On a tea estate, a girl removed her hat and shook out hair like a sheet of copper foil. She asked, “So have you seen many changes?” The upcountry morning had been misty; a cardigan dangled from her waist. Its neat emerald pattern replicated the rows of tea on the flank of the hill. Her voice grew serious. “You must have been so homesick. This has got to be the most beautiful place on earth.”

Early on in his travels, Ravi had grasped that the most effective way to avoid questions was to ask them. Most people offered conversation only as a preamble to talking about themselves. The girl replied, “Oh, everywhere. I’ve been here twelve days. I’ve seen everything.” Her skin was so white it was green.

Sightseeing took place in a time out of time: greased, touching nothing as it passed. Scenes, succeeding each other swiftly, bore Ravi away on their surface like a corpse. His schedule was full, but nothing was required of him.
That was the point of a holiday.
Coaches carried him past dagobas, sandbagged gun emplacements, stilt fishermen, soldiers alone and in knots. In the old days, Ravi would have avoided the eyes of soldiers. Now, safe behind tinted glass, he looked into their faces. Many seemed nervous and most were young.

There was an endless flow of pedestrians beside the road, women carrying bags or a baby, boys with their hands swinging free. Ravi thought, That’s how poor people get around. As a student, he had thought nothing of walking for an hour or two to see a film or a girl. Now the patience of these slow journeys, their human pace, seemed remarkable. He realized, Tourists see invisible things.

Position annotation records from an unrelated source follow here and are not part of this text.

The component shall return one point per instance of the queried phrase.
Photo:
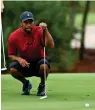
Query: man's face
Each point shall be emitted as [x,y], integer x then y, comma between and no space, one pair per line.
[27,26]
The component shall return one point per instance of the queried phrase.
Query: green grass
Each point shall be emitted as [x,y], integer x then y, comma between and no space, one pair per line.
[79,18]
[65,92]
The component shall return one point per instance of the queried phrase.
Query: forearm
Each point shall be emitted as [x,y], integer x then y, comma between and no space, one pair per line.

Sometimes their point of view eluded him. By now, he was often the first in the group to raise his camera: to a roadside shrine or a sunset, to a buffalo plowing a paddy, ribs curved like a boat. But why were the others laughing at a billboard advertising Perlwite soap? What was fascinating about two village women grinding chilies on a stone? The dust of familiarity still lay in patches on the scenes through which he moved.

He attended a program of Kandyan dance held in the ballroom of a famous hotel. Applauding with his hands raised, he smiled at the woman in the adjoining seat. She drew her shawl closer against the air-conditioning and murmured, “I don’t know why I agreed to this. These tourist shows always seem so contrived, don’t you find?” Her husband, a bear in linen trousers, leaned across. “Astrid and I are into authentic local culture. Any idea where we’d go for that?” After reflection, Ravi gave them the RealLanka URL.

  

In a white-faced mansion, now a hotel set in landscaped jungle, the bathroom was as dim and marbled as a tomb. Ravi ran a tap into a veined bath. He even opened one of the scented lotions provided and poured a little into his palm. But when night fell, he remained unwashed. A reddish rash went on spreading in the creases behind his knees.

  

They were on the Kandy road in heavy traffic, the minibus laboring up a series of hairpin bends. Somewhere along this stretch of highway, dozens of students suspected of involvement in the first insurgency had been brought at night, stood at the side of the precipitous road and shot. During the endless evenings imposed by curfews, every aspect of this tale had been polished to a high sheen. Ravi had been very young at the time, but the story had persisted, passed around in conversation like an object in a game that went on for years. It was said that instead of disappearing into the ravine, some of the corpses caught on bushes and rotted. The stench was reported to be foul.

These things—the bodies crumpling backwards in the dark, the reek—entered the child Ravi’s repertoire of horror, where they occupied a vivid niche. His thoughts would glide almost pleasurably towards the scene. He re-enacted it with his sister’s dolls, kidnapping all three, lining them up on the edge of the veranda, hitting them with a stick so that they tumbled into the dirt, repeating the routine until Priya saw what was going on.

When Ravi peered through the window of the bus, pillowy clouds had smothered the sun. The old story still trembled and glowed in his thoughts, now twinkling surface, now mysterious depth. He saw a few stalls selling plantains and pineapples, and a tiered arrangement of cooking pots. A sleek mongrel stood on three legs, clawing his belly. The minibus inched forward, and the far side of the valley, dingily lush, was revealed.